The dynamics of orientable particles in simple shear flow

In simple shear flow, in the Stokes limit, a spheroid rotates indefinitely in any of an infinite single parameter family of periodic orbits, called Jeffery orbits. We have recently used an analytical framework based on spheroidal harmonics to show that weak particle inertia at O(St) and weak fluid inertia at O(Re), St and Re being, respectively, the Stokes number and Reynolds number, lead to an irreversible drift across Jeffery orbits.
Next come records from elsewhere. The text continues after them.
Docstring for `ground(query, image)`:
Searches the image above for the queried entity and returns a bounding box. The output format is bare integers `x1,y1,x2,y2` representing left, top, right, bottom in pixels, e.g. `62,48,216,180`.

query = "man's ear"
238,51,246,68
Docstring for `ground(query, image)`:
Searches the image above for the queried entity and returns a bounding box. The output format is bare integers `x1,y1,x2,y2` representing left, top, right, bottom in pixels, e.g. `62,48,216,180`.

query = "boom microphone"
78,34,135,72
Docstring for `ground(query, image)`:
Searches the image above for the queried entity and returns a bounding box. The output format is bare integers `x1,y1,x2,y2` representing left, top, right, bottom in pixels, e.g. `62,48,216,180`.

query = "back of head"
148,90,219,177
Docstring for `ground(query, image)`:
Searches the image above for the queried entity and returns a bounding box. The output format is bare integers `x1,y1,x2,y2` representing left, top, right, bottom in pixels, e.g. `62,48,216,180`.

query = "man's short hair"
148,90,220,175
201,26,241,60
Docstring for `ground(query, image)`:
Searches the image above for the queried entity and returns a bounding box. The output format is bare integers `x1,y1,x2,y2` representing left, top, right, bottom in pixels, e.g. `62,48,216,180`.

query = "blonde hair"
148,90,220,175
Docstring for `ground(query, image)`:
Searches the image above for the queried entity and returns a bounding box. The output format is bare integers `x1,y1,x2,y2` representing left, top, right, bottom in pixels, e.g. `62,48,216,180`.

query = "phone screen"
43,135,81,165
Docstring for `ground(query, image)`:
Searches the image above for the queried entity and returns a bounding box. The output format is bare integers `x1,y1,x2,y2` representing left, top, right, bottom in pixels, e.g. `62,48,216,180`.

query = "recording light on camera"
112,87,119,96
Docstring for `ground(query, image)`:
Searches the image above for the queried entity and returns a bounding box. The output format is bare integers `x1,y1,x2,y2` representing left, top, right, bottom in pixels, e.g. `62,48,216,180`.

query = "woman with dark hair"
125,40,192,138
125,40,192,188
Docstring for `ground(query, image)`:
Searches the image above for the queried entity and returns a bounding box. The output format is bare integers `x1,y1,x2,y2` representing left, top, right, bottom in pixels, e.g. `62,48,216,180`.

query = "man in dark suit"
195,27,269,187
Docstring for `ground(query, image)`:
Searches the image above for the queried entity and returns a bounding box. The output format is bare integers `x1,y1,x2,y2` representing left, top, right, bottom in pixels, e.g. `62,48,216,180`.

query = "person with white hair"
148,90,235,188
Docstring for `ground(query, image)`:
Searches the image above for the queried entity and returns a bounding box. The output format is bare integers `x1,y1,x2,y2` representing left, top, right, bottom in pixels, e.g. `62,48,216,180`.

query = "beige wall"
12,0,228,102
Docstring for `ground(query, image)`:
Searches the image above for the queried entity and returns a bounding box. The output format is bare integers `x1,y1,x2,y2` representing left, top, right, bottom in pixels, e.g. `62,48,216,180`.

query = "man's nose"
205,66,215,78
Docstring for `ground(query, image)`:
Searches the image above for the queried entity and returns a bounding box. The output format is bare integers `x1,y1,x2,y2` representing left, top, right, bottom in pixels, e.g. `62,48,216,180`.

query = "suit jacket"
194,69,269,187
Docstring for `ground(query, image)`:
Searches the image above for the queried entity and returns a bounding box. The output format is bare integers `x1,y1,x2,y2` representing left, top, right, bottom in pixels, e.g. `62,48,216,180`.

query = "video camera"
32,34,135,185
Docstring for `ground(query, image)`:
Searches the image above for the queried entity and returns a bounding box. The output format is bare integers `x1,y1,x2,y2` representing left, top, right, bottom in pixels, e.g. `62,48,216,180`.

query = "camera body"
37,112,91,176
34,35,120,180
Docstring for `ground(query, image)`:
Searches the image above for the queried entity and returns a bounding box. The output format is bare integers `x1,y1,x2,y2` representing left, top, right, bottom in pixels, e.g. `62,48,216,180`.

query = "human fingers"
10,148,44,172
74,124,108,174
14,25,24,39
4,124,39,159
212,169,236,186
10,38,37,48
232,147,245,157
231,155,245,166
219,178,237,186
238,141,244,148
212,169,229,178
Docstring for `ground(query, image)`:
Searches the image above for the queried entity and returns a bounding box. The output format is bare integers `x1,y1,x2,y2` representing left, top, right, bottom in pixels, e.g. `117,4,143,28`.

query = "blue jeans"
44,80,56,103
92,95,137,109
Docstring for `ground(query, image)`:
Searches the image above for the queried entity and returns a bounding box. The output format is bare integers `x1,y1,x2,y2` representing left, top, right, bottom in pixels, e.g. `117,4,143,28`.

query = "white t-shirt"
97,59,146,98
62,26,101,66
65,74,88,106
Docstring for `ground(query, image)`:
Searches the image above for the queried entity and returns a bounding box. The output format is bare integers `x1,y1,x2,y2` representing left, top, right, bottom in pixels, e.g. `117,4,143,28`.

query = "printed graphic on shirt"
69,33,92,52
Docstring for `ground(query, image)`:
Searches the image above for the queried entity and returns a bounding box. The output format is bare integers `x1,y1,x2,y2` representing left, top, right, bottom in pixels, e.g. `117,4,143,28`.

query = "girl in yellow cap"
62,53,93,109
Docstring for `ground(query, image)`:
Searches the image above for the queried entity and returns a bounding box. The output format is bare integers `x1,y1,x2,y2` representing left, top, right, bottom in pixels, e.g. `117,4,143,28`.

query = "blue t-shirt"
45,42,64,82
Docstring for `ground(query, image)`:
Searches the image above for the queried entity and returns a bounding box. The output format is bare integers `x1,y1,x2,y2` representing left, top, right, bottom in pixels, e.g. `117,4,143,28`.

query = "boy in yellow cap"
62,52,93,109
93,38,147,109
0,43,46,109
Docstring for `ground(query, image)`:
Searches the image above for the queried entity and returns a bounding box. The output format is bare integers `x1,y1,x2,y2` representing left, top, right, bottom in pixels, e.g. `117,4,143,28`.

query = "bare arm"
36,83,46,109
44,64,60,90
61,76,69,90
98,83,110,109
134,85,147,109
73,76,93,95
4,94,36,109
The spheroid eventually adopts a tumbling or spinning mode, and for an oblate spheroid, the choice of mode depends on its initial orientation. The leading-order inertial corrections leave the time period of rotation (Tp) unchanged. We consider the effects of particle inertia at O(St$^{\mathrm{2}})$ and fluid inertia at O(Re$^{\mathrm{3/2}})$ on Tp using a reciprocal theorem formulation. It is shown that particle inertia at O(St$^{\mathrm{2}})$ results in a decrease in Tp. The fluid inertial contribution is singular in character, arising from the outer region at length scales of O(Re$^{\mathrm{-1/2}})$.This allows for a Fourier-space formulation, and the results for moderate- aspect-ratio spheroids show an increase in the Tp. The theoretical predictions are consistent with the results of recent simulations.